Can OpenWrt Route 240.0.0.0/4?

Hi, Jeff:

  1. "tunneling scheme":

Honestly, I do not classify the EzIP scheme as anything significant enough worth being given a fancy name like this. EzIP is just a specific use of the Option Word within the RFC791 design, already used by various applications, at least one RFC and one Draft for address improvements. EzIP is just one specific case that happens to touch a rather sensitive topic.

  1. "IPv6 is well on the way to adoption .... ":

I am not surprised that you bring up this statistics. A simple keyword search on Google normally brings this up as the first hit. This is part of the hidden push for IPv6. I wonder if you noticed a subtle phrase at the end of the description " users that access Google over IPv6 "? Google is very careful with consequences of legal implications.

  1. I was no exception. When I was studying this topic, I came upon this initially. It was through a tip from a senior Internet staff that led me to the AMS-IX statistics which he stated clearly that it was one of a few places that such information was accessible. With regulate update of about every 15 minutes continuously for the past few years since I started monitoring it, I will be hard pressed to trust another data, unless you can show me the diligence.

  2. By the way, if you trace the history back, this ongoing set of stats started at least back to 2012 when it was presented to the "IPv6 Day". It is rather serious effort, as far as I could tell.

https://ripe65.ripe.net/presentations/122-ams-ix_ipv6_day_2012.pdf

Abe (2018-10-02 15:43)

Hi, lleachii:

  1. "I wasn't aware that the ITEF was looking ... ":

Please try following the events related to IETF SunSet4 WG Conclusion. You will find that there was a setup to watch for future IPv4 topics, "just in case". Plus, there was an article about whether to call IPv4 "Historical" that touched the regret of IETF neglecting NAT development. Putting these together, I hope that you can see the unusual events that may be going on. If you can not figure the above out, I will be glad to supply you the URLs.

  1. " No one [here] ":

I was not referring to colleagues here, because I hinted that EzIP is being reviewed by quite a few parties. Bing sensitive, I can not disclose their identities at this juncture.

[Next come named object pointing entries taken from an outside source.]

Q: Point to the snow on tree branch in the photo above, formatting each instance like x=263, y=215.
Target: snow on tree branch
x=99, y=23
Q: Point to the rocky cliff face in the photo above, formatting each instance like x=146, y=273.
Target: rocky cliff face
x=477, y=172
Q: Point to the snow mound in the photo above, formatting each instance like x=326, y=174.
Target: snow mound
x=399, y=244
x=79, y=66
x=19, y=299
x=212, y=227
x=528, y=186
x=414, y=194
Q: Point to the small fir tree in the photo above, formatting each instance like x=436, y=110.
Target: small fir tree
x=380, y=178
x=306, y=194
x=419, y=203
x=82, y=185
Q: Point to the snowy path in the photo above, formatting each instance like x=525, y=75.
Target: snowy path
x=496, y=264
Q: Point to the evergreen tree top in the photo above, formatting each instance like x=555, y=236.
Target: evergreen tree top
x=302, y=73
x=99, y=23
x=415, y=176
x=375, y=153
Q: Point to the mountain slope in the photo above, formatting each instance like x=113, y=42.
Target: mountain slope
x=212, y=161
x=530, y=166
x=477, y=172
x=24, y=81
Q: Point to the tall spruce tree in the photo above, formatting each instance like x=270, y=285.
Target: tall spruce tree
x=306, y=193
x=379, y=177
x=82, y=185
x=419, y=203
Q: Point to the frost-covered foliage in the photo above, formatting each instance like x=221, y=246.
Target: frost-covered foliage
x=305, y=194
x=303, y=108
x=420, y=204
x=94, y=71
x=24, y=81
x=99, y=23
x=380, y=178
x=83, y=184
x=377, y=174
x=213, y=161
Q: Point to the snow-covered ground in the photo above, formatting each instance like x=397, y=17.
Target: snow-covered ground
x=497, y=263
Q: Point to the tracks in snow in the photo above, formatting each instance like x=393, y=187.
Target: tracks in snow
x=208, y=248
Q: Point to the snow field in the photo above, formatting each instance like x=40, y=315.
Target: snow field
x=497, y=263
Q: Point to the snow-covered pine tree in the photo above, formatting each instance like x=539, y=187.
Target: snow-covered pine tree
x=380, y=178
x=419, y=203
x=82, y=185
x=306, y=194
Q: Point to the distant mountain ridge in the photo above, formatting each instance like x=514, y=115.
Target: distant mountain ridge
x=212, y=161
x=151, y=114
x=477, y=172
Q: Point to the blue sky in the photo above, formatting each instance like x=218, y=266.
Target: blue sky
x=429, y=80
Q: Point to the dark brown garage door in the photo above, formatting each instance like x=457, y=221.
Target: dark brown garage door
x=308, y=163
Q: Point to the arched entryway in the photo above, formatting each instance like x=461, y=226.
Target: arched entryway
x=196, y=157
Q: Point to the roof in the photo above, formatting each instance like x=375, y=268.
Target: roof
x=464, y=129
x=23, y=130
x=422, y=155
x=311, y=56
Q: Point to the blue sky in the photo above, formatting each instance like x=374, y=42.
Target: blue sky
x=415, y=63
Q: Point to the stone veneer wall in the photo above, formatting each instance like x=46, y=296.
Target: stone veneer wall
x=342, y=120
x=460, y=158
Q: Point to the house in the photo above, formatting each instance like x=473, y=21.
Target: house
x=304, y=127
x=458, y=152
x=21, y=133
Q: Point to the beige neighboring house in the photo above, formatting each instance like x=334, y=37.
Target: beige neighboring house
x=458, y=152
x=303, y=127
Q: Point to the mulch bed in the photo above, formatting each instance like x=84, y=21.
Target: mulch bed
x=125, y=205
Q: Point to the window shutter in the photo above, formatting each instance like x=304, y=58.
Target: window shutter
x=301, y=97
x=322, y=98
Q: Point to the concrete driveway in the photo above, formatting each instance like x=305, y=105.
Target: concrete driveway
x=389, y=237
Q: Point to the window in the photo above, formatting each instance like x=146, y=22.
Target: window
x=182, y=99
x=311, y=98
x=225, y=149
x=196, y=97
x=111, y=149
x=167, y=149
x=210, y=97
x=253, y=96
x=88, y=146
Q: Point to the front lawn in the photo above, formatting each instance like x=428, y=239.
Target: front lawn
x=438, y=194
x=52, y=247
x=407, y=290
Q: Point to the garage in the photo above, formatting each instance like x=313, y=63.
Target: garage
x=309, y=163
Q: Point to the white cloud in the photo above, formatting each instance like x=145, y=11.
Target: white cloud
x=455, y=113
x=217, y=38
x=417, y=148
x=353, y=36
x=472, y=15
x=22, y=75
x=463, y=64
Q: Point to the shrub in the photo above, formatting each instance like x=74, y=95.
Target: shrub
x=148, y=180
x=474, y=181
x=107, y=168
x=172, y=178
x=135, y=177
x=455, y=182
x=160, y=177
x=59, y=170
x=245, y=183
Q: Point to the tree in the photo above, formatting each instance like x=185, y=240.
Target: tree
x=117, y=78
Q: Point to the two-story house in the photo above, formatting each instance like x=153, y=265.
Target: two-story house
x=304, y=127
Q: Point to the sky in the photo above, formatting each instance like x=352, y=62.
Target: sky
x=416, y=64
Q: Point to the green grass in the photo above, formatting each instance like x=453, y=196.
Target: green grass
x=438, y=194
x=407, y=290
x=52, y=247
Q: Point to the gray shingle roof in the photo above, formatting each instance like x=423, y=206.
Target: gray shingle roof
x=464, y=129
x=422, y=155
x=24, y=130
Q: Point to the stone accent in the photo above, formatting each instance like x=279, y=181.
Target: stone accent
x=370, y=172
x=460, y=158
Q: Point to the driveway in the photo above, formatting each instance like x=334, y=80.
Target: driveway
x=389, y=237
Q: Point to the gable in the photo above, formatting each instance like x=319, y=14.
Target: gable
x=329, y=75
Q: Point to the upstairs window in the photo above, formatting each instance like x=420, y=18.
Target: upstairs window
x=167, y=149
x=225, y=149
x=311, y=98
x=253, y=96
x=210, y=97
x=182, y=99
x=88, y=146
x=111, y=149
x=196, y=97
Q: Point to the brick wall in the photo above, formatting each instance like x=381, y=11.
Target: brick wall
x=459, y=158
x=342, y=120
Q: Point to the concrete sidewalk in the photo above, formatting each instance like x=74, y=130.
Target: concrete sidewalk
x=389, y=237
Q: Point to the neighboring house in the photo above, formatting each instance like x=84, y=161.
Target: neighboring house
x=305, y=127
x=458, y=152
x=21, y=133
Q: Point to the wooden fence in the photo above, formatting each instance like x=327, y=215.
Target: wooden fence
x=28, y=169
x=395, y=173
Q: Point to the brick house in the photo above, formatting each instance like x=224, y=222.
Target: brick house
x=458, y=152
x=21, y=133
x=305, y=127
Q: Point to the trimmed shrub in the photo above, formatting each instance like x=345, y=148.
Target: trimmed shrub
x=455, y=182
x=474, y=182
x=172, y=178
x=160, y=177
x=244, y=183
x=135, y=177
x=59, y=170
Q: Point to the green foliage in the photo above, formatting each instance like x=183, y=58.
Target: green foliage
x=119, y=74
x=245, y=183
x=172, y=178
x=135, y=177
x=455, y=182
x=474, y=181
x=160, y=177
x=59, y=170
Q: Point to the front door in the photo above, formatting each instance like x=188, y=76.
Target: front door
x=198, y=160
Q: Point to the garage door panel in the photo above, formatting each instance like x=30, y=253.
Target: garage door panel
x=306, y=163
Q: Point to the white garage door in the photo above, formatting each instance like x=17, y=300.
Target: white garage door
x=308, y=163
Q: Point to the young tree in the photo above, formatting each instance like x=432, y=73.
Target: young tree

We have to discuss on its own merits as I could help you to see them.

  1. "You must get the blessing of the IANA.. ":

Not if I can find a never existed frontier cyberspace to implement the EzIP scheme.

  1. " The paper appears to be about 22 months old. ... ":

Where did you decipher this information from? The latest version of the Draft as I referred to from this forum was posted in 2018 June.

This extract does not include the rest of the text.